Two directors of agencies within the Homeland Security Department have emerged in recent conversations with current and former senior DHS officials as the most likely people to succeed Secretary Kirstjen Nielsen if she is terminated by President Trump in coming weeks.
The names of David Pekoske, the administrator of the Transportation Security Administration, and Kevin McAleenan, the commissioner of U.S. Customs and Border Protection, were the first to be cited by a handful of sources familiar with talks about what to do if Nielsen is forced out after 11 months on the job.
“Pekoske,” one former high-level DHS official said Wednesday, “I always found him to be a good listener — understands the importance of integrating agencies of DHS.”
“He’s very knowledgeable, very smart, great leadership skills, has that ability to problem-solve,” the official said. “The last administration with TSA, with wait times, they were all over the place. This guy’s come in and really put some structure forward.”
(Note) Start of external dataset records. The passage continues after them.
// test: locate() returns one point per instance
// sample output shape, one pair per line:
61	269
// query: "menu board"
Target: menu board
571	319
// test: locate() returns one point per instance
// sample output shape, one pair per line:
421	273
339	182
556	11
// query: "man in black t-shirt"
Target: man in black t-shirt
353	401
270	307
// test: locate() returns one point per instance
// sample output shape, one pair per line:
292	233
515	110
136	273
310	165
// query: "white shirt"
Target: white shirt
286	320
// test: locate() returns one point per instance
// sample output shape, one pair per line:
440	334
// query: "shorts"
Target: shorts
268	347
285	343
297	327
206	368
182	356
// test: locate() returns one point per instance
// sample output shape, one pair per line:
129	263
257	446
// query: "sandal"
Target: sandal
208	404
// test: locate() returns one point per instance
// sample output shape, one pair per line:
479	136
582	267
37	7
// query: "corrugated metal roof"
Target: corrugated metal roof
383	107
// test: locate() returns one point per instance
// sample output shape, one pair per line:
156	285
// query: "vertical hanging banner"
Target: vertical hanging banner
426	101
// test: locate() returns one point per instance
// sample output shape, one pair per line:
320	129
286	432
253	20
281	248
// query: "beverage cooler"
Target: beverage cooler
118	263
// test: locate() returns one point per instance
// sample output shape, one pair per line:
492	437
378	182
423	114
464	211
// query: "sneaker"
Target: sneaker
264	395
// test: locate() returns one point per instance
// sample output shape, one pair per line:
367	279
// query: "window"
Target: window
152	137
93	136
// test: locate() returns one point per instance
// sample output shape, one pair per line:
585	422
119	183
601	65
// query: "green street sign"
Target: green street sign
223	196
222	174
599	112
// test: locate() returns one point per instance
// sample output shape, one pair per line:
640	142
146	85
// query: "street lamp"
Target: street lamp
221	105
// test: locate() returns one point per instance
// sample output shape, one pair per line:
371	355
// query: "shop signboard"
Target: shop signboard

A second former senior official at DHS was quick to mention Pekoske and said he has the department knowledge and experience that others, including Florida Attorney General Pam Bondi or Kansas Secretary of State Kris Kobach, lack despite having personal relationships with Trump. Both Bondi and Kobach were floated as potential DHS secretary candidates after John Kelly left for the White House last year.
[Trump: ‘Fake news media goes crazy’ over administration changes]
A DHS spokesman dismissed speculation that Nielsen would soon be forced out.
“The Secretary is honored to lead the men and women of DHS and is committed to implementing the President’s security-focused agenda to protect Americans from all threats and will continue to do so,” DHS press secretary Tyler Houlton told the Washington Examiner.
Pekoske, 63, concluded 33 years in the military in 2010 as the vice commandant of the Coast Guard under Commandant Thad Allen. The guard is the only one of the five military branches that is under DHS instead of the Defense Department because its personnel work closely with U.S. Customs and Border Protection on maritime security operations.
In separate phone calls, the officials also all named McAleenan. Although the 47-year-old CBP chief has less experience than Pekoske, he was also described as level-headed and capable of jumping from his mostly immigration-related job to overseeing 240,000 employees in the department.
“Kevin’s brilliant,” the second former senior DHS official said.
McAleenan’s background would likely be more in line with Trump’s desire for a department that is heavily focused on border and immigration issues, the ex-official said.
DHS does not have a confirmed deputy secretary that could immediately take over in an acting capacity unlike when Kelly left last summer and went to work at the White House as chief of staff.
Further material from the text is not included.